44th Constitutional Amendment: Procedure of declaration
Under the present form, under Article 352 of the Constitution, the President can only proclaim an emergency when she/he has a confirmation of the crisis situation by the Prime Minister and their Cabinet, presented to the President in written form. Under Article 74, the President can remit back the written dossier for Emergency proclamation to the Prime Minister and the Cabinet. However, if the Cabinet resends it, the President must oblige and proclaim an emergency. Unlike in 1975, it is no longer possible for the Prime Minister to unilaterally take a decision about the Proclamation of an emergency without any written explanation and transparency.
Similarly, a simple majority of the Parliament is no longer sufficient for the proclamation of Emergency. After the 44th Amendment, there is a need for a special majority for this. Each house of the Parliament has to approve the proclamation by a majority of its total membership and by a majority of not less than two-thirds of the members present and voting. Previously, the proclamation ceased to operate after two months in the absence of the majority approval of both the houses. However, after the 44th Amendment, this period has been reduced to just one month.
“Similarly, a simple majority of the Parliament is no longer sufficient for the proclamation of Emergency”
Parliamentary Review of Emergency
In 1975, there was no provision for a periodic review of the proclamation of emergency, after the decision was passed by the two houses of the Parliament. However, the 44th Amendment Act made it mandatory that the passage of the proclamation of emergency shall be reviewed after six months and in the absence of a renewed parliamentary approval, the emergency shall be suspended. The amendment further provided that 10 percent or more members of the Lok Sabha may requisition a meeting in order to consider a bill for disapproving the proclamation. Such a requisition shall be summoned within 14 days. If the specially summoned meeting, passes the bill by a simple majority, the emergency shall be revoked.
Ordinarily, the period of emergency shall be limited to one year. The right to publication of proceedings in the Parliament shall not be canceled during an emergency as per the 44th Amendment Act. Further, the 44th Amendment altered Article 359 and one can now approach the Supreme Court and the High Courts to issue writs in the nature of Habeas Corpus, which was not possible in the time of 975 Emergency. The Proclamation of emergency was made non-justiciable by the 38th Constitutional Amendment through Article 352(5). However, after the deletion of Clause 5, any citizen can now challenge any proclamation of Emergency in the Court with the grounds of mala fide intentions of the government.
“Our threshold of democratic dream is diminishing everyday.”
The rules around the Proclamation of Emergency were strictly modified and outlined after the Emergency in 1975. The Emergency was a cross road by which India graduated to the formation of stronger democracy. Rule of Law was re-asserted and the value of free speech and dissent reestablished. However, as we continue to remain in our formative stage of democracy, there are still many persisting questions, waiting to be answered.

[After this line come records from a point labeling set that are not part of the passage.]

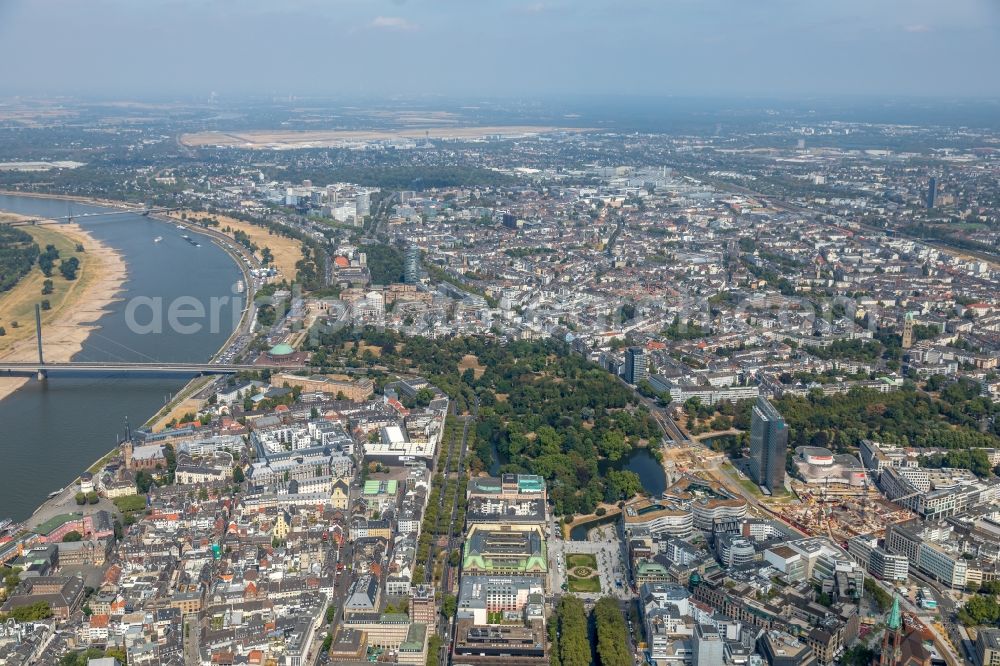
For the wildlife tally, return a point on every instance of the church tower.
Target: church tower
(892, 639)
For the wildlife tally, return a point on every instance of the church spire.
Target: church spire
(895, 620)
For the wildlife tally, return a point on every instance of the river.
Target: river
(51, 431)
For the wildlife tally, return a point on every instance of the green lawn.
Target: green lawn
(592, 584)
(581, 560)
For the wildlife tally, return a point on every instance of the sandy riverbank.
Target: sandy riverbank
(75, 305)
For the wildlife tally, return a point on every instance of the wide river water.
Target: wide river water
(51, 431)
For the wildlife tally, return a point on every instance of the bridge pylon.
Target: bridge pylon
(42, 373)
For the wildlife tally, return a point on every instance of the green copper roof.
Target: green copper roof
(895, 618)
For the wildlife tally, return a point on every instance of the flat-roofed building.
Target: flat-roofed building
(507, 549)
(481, 596)
(507, 645)
(655, 517)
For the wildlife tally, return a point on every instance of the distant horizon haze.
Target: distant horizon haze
(789, 49)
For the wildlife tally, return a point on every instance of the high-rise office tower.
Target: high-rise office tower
(768, 444)
(707, 646)
(635, 365)
(362, 204)
(411, 265)
(908, 330)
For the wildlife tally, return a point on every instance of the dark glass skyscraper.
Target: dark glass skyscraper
(411, 265)
(635, 365)
(768, 444)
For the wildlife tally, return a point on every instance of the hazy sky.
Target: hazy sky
(500, 47)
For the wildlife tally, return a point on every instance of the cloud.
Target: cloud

Certainly, India is not under another official emergency. Yet, several dissenters, opposition leaders, scholars, students, and intellectuals continued to be picked up, tortured, and detained without trial under the Unlawful Activities (Prevention) Act. This Act allows the perpetual detention of accused persons without trial. The onus of proof is shifted to the accused. Poets, over 80 years of age, accused under the Act continue to struggle in jails for over 2 years despite threats of Covid-19 Pandemic
Contemporary India celebrates its freedom when a pregnant woman is granted bail on ‘humanitarian’ grounds after months of incarceration. Our threshold of a democratic dream is diminishing everyday. Forty five years ago, we had fought the demon of authoritarianism with our solidarity, conscience and collective resolve. With that legacy before us, there is afterall, still a long way before our democracy wakes up to the dawn of complete freedom and abundant justice.